Когда эсэсовцы уходили, Ротманн сказал:
– Раз в неделю к вам будет приходить одна женщина и приносить продукты. Для нее вы секретный агент гестапо, и ваше общение должно ограничиваться словами «здравствуйте», «спасибо» и «до свидания». Под вами никто не живет, но первый этаж заселен. От вас требуется соблюдать тишину, никогда не открывать шторы и даже не подходить к двери, если кто-нибудь постучит. Вам всё ясно?
– Да. А если ко мне вдруг перестанут приходить? И эта женщина и вы? И у меня кончатся продукты?
Эсэсовцы переглянулись.
– Голодайте. Вода у вас есть. И ждите. В конце концов, идет война, и все мы не знаем, что случится с нами через час.
Когда они ушли, Антон снова принялся обдумывать произошедшее с ним за последние дни.

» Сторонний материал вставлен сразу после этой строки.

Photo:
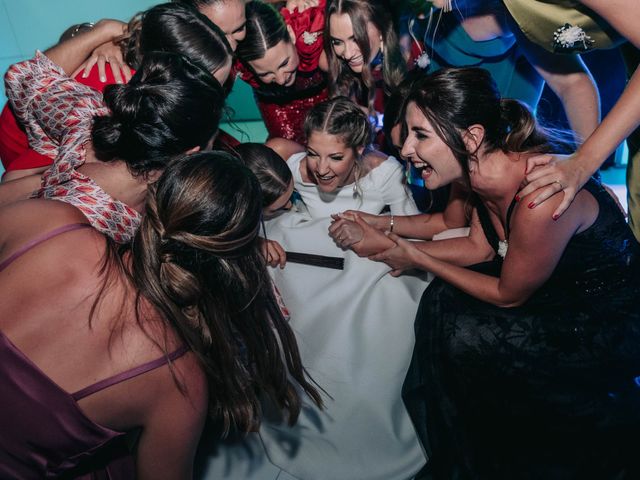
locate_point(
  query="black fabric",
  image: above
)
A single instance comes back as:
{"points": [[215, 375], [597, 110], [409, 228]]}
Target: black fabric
{"points": [[547, 390]]}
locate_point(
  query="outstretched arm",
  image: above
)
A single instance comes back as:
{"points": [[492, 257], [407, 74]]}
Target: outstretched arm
{"points": [[624, 117], [535, 247]]}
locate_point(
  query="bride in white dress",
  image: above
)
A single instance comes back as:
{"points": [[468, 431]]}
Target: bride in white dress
{"points": [[354, 325]]}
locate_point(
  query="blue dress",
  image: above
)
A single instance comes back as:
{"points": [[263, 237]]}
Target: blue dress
{"points": [[449, 45]]}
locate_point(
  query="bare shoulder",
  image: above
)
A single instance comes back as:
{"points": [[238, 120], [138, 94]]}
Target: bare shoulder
{"points": [[580, 214], [24, 220]]}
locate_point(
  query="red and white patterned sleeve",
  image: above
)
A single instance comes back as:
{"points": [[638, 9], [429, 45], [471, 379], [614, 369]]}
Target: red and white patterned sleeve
{"points": [[53, 108]]}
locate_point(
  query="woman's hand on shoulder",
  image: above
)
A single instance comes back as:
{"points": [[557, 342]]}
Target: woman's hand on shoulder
{"points": [[404, 255], [547, 175], [110, 53], [273, 253]]}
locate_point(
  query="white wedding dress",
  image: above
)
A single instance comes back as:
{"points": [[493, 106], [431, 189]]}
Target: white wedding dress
{"points": [[354, 328]]}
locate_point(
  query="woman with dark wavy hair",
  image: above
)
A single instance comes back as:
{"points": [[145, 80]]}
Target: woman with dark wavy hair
{"points": [[540, 345], [109, 148], [282, 58], [100, 341], [166, 27], [351, 319], [365, 62]]}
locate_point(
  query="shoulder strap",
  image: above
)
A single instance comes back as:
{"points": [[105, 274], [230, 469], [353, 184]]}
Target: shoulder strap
{"points": [[134, 372], [41, 239], [487, 226]]}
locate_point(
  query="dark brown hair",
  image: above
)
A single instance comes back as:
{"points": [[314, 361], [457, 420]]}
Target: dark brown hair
{"points": [[342, 80], [453, 99], [196, 259], [170, 106], [265, 29], [176, 28], [340, 117], [270, 169]]}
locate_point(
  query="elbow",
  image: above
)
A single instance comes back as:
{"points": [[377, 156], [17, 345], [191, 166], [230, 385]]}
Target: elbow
{"points": [[579, 84], [511, 299]]}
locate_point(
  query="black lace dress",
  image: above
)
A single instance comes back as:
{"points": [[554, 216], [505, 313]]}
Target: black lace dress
{"points": [[547, 390]]}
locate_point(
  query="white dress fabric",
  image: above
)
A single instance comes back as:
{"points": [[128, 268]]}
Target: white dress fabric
{"points": [[354, 328]]}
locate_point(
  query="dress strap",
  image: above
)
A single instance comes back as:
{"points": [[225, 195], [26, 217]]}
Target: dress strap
{"points": [[41, 239], [487, 226], [134, 372]]}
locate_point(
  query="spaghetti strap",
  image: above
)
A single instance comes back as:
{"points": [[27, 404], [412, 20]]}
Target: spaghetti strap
{"points": [[38, 240], [134, 372]]}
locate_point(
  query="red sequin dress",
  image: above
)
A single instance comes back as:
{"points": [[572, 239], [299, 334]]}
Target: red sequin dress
{"points": [[57, 113], [283, 108]]}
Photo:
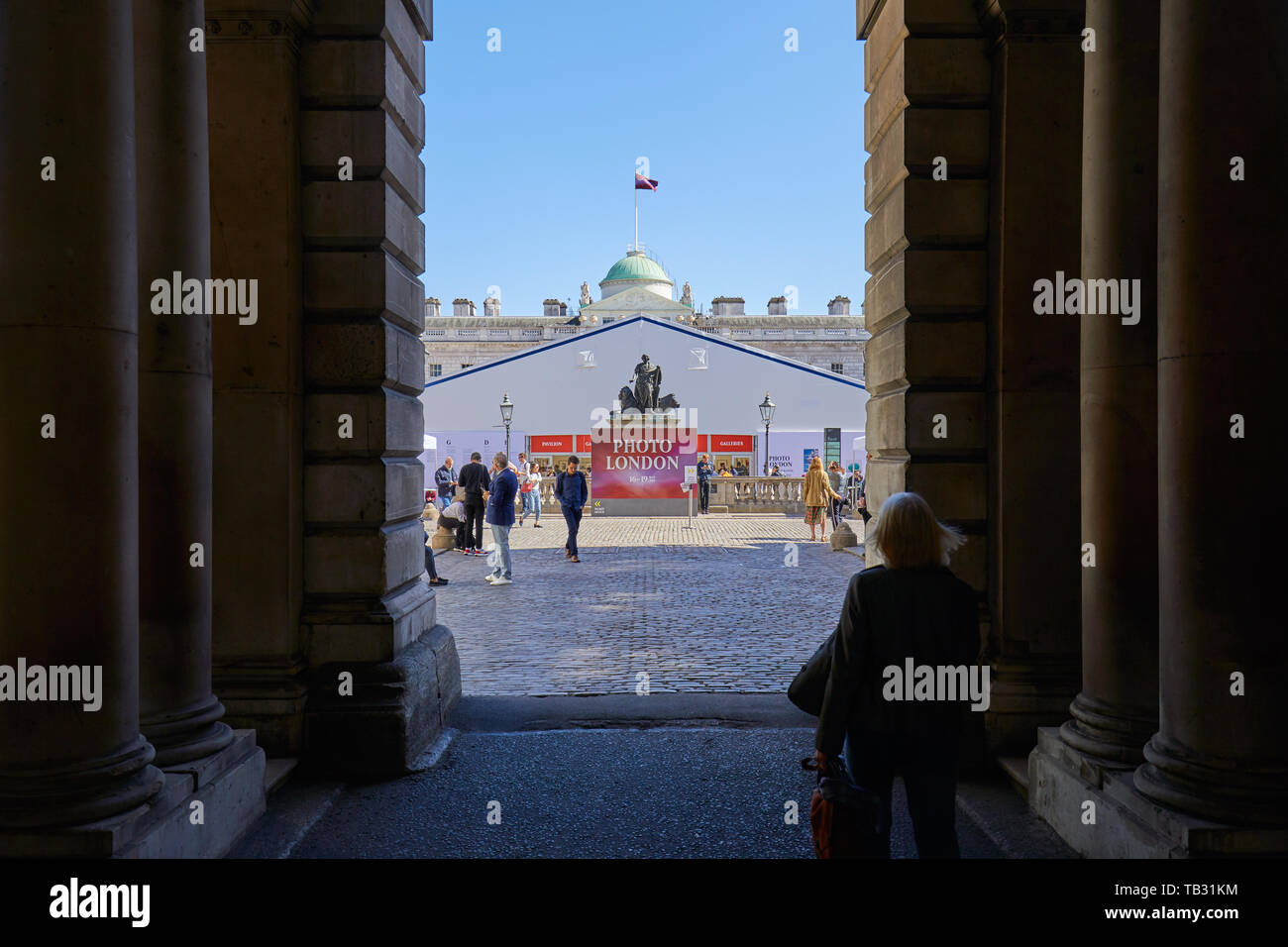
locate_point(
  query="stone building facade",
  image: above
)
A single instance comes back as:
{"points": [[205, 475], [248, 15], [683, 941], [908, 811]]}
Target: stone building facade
{"points": [[252, 578], [452, 343]]}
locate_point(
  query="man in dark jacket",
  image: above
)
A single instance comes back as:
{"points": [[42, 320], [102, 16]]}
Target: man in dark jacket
{"points": [[704, 474], [500, 515], [896, 620], [475, 480], [445, 479], [572, 492]]}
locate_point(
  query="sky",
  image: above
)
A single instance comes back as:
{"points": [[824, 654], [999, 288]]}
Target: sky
{"points": [[531, 151]]}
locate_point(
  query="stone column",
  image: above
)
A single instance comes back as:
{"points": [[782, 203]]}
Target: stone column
{"points": [[1117, 707], [1223, 341], [1035, 206], [258, 549], [368, 611], [180, 715], [68, 431]]}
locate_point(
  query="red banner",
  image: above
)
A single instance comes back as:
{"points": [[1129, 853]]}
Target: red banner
{"points": [[642, 467], [732, 442], [552, 444]]}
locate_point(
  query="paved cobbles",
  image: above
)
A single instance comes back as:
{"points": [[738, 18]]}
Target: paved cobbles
{"points": [[709, 609]]}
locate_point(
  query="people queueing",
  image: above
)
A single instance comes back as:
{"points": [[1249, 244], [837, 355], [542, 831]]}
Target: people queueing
{"points": [[475, 480], [503, 487], [704, 474], [572, 492], [836, 479], [454, 518], [529, 488], [863, 489], [445, 479]]}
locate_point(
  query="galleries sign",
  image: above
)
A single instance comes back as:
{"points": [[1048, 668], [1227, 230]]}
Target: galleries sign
{"points": [[642, 464]]}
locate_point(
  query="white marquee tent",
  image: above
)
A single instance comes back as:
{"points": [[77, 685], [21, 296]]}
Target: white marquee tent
{"points": [[566, 385]]}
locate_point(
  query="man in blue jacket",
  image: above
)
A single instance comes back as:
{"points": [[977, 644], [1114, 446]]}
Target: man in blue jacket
{"points": [[445, 479], [572, 492], [500, 515]]}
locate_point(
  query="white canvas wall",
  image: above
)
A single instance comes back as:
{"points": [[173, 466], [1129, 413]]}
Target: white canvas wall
{"points": [[553, 394]]}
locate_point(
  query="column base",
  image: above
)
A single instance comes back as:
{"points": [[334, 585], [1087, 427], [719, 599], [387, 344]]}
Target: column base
{"points": [[230, 785], [394, 711], [1128, 825], [267, 696], [1028, 693], [1229, 789], [188, 733], [1107, 733]]}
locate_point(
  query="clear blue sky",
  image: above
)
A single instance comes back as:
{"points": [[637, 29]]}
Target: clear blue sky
{"points": [[531, 151]]}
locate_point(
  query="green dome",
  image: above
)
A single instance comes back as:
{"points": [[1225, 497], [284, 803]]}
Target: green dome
{"points": [[636, 266]]}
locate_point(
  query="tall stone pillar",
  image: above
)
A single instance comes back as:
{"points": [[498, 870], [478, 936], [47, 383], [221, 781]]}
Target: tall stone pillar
{"points": [[68, 431], [1117, 709], [1223, 341], [258, 548], [368, 611], [1034, 213], [180, 714]]}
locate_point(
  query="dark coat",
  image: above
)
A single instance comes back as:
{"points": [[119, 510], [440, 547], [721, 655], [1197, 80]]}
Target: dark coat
{"points": [[571, 489], [443, 479], [500, 501], [889, 616], [475, 479]]}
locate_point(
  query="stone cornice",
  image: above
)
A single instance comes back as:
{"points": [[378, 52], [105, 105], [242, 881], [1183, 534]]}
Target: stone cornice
{"points": [[266, 21], [1033, 20]]}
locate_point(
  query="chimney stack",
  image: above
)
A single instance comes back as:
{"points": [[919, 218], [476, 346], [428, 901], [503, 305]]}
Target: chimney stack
{"points": [[728, 305]]}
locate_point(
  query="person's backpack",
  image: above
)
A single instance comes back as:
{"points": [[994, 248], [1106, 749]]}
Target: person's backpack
{"points": [[845, 819]]}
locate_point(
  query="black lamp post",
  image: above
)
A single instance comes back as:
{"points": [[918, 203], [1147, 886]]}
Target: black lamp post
{"points": [[767, 415], [506, 414]]}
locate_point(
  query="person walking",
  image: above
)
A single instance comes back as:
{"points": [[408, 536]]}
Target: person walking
{"points": [[704, 474], [816, 493], [425, 518], [475, 480], [572, 492], [532, 495], [445, 480], [863, 489], [500, 515], [836, 479], [454, 518], [911, 611]]}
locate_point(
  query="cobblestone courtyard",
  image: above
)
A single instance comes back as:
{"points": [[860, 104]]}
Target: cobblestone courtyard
{"points": [[713, 608]]}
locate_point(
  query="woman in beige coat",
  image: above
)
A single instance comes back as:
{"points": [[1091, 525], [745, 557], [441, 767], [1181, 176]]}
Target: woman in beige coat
{"points": [[816, 493]]}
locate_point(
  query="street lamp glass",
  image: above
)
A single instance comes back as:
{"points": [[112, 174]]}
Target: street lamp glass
{"points": [[767, 408]]}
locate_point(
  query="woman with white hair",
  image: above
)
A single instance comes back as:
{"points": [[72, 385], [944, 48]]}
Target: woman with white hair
{"points": [[910, 612]]}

Потом он обследовал все закоулки своего нового пристанища, заглянув даже под кровать, после чего обшарил карманы одежды. В укороченной солдатской куртке типа фельдблузы он наткнулся на тот самый истрепанный клочок бумаги, который таскал до этого в заднем кармане своих джинсов. Антон лег на кровать и стал исследовать последнее, что осталось у него от личных вещей.